This study primarily examined the weather resilience of WPC, where the plastic was made from recycled polypropylene containers, and the wood powder was primarily made from sawdust produced during wood manufacturing. The present circular economy debate is consistent with the idea of putting a priority on resource reuse and minimizing waste. The value of this work is crucial because if the produced WPC may benefit from weather resistance and carbon storage, this implies benefits for both carbon sequestration and carbon replacement. Particularly in Taiwan, the average annual demand for wood consumption is about 4 to 6 million m3, and the generated waste is approximately 20 to 30%. A significant amount of wood waste was produced, and approximately 204,000 metric tons of plastic containers were recycled. In the past ten years, Taiwan has imported an average of about 562,313 m3 of logs, 1,252,590 m3 of lumber, and 1,200,907 m3 of veneer and plywood. The efficient utilization of these recycled resources is therefore advantageous for long-term sustainability.
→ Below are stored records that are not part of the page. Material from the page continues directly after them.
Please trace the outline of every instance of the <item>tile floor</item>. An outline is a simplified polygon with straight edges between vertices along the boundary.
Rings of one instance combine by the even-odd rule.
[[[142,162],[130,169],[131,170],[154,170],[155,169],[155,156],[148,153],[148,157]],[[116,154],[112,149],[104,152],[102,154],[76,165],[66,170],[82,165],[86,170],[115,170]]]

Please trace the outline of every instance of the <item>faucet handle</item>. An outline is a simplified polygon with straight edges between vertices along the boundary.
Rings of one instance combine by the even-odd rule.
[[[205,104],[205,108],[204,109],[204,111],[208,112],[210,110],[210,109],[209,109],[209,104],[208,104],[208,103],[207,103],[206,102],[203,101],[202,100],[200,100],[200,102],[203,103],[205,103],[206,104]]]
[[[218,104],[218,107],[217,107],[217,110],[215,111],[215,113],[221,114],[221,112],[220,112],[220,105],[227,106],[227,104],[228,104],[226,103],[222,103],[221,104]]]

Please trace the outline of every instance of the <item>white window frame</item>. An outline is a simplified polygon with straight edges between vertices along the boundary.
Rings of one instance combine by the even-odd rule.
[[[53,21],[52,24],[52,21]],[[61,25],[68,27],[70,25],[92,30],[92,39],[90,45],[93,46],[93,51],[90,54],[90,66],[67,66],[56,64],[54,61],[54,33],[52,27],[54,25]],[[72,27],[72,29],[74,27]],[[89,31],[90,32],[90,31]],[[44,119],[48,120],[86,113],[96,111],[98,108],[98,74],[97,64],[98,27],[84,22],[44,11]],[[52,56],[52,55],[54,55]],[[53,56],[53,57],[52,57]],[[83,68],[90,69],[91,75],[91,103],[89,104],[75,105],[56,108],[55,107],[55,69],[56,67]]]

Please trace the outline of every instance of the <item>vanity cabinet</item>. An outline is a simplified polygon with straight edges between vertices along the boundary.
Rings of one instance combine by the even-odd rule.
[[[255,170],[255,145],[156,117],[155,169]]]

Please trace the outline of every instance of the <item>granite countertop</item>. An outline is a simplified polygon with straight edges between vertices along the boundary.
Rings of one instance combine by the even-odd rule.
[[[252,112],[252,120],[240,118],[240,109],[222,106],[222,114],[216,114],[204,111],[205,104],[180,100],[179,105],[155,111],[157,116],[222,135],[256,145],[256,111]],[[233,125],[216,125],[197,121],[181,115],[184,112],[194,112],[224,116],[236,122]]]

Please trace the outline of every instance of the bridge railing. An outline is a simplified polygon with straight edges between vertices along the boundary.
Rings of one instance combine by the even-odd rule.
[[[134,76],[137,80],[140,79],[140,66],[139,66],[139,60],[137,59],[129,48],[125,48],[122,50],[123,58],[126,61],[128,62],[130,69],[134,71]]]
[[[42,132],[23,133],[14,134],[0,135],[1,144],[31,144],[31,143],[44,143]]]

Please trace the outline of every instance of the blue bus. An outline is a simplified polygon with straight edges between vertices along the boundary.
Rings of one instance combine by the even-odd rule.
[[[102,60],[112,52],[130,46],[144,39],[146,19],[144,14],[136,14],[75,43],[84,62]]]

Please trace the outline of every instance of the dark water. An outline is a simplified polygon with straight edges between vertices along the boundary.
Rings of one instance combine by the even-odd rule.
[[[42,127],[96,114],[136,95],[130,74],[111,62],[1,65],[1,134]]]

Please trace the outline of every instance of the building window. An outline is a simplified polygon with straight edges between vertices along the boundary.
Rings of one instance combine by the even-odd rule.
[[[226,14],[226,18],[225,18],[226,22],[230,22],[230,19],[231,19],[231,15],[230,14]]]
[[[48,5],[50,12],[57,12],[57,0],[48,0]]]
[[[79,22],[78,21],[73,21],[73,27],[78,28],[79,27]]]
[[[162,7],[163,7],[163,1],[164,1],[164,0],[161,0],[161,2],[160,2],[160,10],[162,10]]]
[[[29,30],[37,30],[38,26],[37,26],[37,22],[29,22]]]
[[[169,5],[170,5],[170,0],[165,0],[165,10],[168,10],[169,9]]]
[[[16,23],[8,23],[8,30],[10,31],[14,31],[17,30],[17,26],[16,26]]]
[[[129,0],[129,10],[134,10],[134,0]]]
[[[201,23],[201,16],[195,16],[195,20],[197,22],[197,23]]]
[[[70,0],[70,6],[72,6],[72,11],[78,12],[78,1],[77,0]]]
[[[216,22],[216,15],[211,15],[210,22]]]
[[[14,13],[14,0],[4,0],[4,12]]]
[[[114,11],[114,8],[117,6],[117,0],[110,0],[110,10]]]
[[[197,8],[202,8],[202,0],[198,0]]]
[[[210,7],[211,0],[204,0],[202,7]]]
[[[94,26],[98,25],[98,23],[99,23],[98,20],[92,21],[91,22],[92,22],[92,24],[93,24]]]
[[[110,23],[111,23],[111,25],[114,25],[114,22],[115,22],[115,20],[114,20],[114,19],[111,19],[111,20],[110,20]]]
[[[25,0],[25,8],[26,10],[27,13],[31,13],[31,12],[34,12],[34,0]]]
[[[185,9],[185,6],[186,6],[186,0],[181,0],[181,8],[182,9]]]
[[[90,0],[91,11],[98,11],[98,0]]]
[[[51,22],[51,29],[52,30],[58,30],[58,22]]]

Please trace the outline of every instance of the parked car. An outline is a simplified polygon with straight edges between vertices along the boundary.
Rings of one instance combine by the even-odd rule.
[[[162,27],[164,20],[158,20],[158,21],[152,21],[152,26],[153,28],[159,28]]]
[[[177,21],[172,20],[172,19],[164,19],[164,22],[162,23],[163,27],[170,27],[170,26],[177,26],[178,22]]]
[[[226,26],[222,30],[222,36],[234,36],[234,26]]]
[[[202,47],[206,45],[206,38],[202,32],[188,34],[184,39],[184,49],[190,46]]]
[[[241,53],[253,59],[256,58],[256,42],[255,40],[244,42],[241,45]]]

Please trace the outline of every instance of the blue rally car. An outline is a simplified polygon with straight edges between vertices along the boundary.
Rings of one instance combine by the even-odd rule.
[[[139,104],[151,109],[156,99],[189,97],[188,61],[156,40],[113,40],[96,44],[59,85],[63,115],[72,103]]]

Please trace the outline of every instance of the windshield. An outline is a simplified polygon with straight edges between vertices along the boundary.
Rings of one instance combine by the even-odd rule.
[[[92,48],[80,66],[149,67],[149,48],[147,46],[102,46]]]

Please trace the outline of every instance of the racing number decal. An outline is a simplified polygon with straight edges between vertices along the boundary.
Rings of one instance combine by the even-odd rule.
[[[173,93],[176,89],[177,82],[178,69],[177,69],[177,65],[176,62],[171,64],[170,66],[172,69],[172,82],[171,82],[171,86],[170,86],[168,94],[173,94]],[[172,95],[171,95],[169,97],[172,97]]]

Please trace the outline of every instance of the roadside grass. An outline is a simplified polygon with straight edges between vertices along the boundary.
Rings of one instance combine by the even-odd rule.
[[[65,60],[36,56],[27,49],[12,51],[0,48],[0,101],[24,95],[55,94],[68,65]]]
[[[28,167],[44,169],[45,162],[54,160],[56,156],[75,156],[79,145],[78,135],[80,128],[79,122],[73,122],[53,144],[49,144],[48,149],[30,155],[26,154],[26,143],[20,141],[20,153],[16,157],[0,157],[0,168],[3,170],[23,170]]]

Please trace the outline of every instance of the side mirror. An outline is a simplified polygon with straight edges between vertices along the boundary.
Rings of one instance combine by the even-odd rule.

At present, WPC is commonly used as building materials in outdoor landscape facilities, platforms and trails in Taiwan, but the deformation and fading of WPC are often seen outdoors. Therefore, this study employed accelerated weathering tests to assess the weathering influence on various properties of extruded WPCs of various formulations to thoroughly investigate various WPC properties during weathering. To explore the observed time-dependent changes of WPCs under harsh conditions, samples are taken at various times during the weathering period to analyze the changes in various physical, mechanical, and chemical properties during the accelerated weathering process. The results of this study would be the referential basis for the development and use of WPC in Taiwan.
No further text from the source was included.